“Our training provided strategies that promoted a sense of having some control in an otherwise overwhelming situation.”
By Dr. David Boan
As our plane approached the airport in Kyiv, the landscape looked like Chicagoland with a covering of snow and 30-degree sunshine. We planned to meet a new friend, Sergiy Tymchenko, who directs the Realis Christian Center. Together we hoped to explore how we can support the work of his center.
Realis began in the mid-90’s in response to the gap in church community engagement after the collapse of the Soviet Union. Churches had, for the most part, been underground and not a visible presence in the community. Once they were able to move into the open, many pastors found they were unprepared for ministering to their communities. Realis began to equip pastors and their churches for ministry.
Sergiy met us at the airport and we drove through the city on the way to our hotel, passing a park with wreaths and flowers commemorating those who died in Maidan Nezalezhnosti (Independence Square) two years ago.
Then came the Ukrainian war with Russia—with its considerable human cost. According to the United Nations, as of February 2015 more than 5,500 people were killed. The number estimated to be living in conflict areas was 5.2 million, and 978,000 were internally displaced within Ukraine.
As the war with Russia raged on, many pastors and volunteers went to the war zone to act as chaplains and help support the military. Most of these were untrained, but well-intentioned people, and as a result, Realis saw an opportunity to extend its service mission into trauma care and chaplaincy. The work of the volunteers caught the attention of the new government and there is interest in a formal program and jobs for the graduates, if they can be educated in the core skills of chaplaincy and trauma care.
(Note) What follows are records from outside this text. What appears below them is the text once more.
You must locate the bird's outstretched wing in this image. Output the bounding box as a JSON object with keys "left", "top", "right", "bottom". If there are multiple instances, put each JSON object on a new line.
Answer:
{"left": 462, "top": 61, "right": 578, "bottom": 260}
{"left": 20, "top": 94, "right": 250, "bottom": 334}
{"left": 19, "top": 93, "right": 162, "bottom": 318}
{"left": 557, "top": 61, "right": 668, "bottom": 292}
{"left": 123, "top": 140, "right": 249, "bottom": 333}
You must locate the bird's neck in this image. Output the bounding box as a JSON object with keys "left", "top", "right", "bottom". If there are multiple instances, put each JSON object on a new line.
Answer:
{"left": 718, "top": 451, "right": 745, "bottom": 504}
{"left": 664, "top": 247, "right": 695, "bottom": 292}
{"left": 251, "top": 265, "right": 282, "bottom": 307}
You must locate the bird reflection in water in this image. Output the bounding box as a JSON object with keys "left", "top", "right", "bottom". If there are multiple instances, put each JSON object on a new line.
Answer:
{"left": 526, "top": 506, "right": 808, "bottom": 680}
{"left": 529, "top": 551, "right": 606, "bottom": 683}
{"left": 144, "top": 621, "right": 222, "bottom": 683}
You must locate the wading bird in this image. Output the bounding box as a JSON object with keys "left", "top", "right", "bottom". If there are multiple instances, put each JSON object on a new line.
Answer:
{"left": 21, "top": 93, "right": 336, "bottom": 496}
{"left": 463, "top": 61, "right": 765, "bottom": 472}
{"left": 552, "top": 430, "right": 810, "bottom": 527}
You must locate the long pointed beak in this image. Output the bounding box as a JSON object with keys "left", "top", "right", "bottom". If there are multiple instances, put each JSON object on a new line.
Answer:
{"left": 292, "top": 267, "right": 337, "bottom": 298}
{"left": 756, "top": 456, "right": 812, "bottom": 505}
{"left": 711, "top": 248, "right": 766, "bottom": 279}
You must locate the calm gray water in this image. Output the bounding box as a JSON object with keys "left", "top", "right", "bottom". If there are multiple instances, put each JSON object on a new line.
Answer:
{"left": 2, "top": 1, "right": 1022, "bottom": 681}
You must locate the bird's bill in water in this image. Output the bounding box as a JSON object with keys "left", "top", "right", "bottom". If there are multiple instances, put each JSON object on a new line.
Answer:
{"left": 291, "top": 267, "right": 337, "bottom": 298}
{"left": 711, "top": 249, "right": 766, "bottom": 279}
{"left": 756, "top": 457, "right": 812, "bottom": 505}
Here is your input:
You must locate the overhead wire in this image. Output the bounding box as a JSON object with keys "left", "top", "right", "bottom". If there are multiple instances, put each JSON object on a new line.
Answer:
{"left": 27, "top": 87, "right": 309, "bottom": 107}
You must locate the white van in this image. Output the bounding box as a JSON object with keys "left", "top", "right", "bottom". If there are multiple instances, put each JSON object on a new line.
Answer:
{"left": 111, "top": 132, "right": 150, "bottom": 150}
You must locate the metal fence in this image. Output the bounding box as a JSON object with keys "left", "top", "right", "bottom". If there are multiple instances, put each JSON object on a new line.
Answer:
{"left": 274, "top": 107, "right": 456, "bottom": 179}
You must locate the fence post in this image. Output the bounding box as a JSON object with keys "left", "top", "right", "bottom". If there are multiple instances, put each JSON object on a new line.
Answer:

Many schools from the U.S. have responded to help Realis—Wheaton College’s Humanitarian Disaster Institute is the most recent. We planned to be in Ukraine for 12 days demonstrating a program approach that combines research and established method called Psychological First Aid, as well as a program Co-Director Dr. Jamie Aten and I have been working on for more than a year called Spiritual First Aid. This will be a pilot that includes discussions about the culture of Ukraine and how the program can be adapted, or conceptualized, to better align with Ukraine culture. Dr. Shirin Kazimov Psy.D. ’18 and Andrea Brim, LCSW joined me in conducting a four-day program. We then evaluated it together with our hosts.
L’viv: Insights into Chaplaincy, Trauma, and Faith
Before the workshop, we took a side trip to L’viv, just five hours west by train, to meet with the faculty of the Mental Health Institute at Ukraine Catholic University. It was here that we met Dr. Vitaly Klymchuk, a psychologist and chair of the Dept. of Psychology at Ukraine Catholic University. He introduced us to several people who work in areas related to chaplaincy, trauma, and faith.
Our first stop was SS Peter and Paul Cathedral where we met Father Stephan Sus. Father Sus is the head of the military chaplain program and priest at the cathedral. His church is dedicated to military personnel and veterans, as well as serving the local population. They serve as a place where the grieving families can come together and find comfort. The church offers grief groups, widow support, and much more.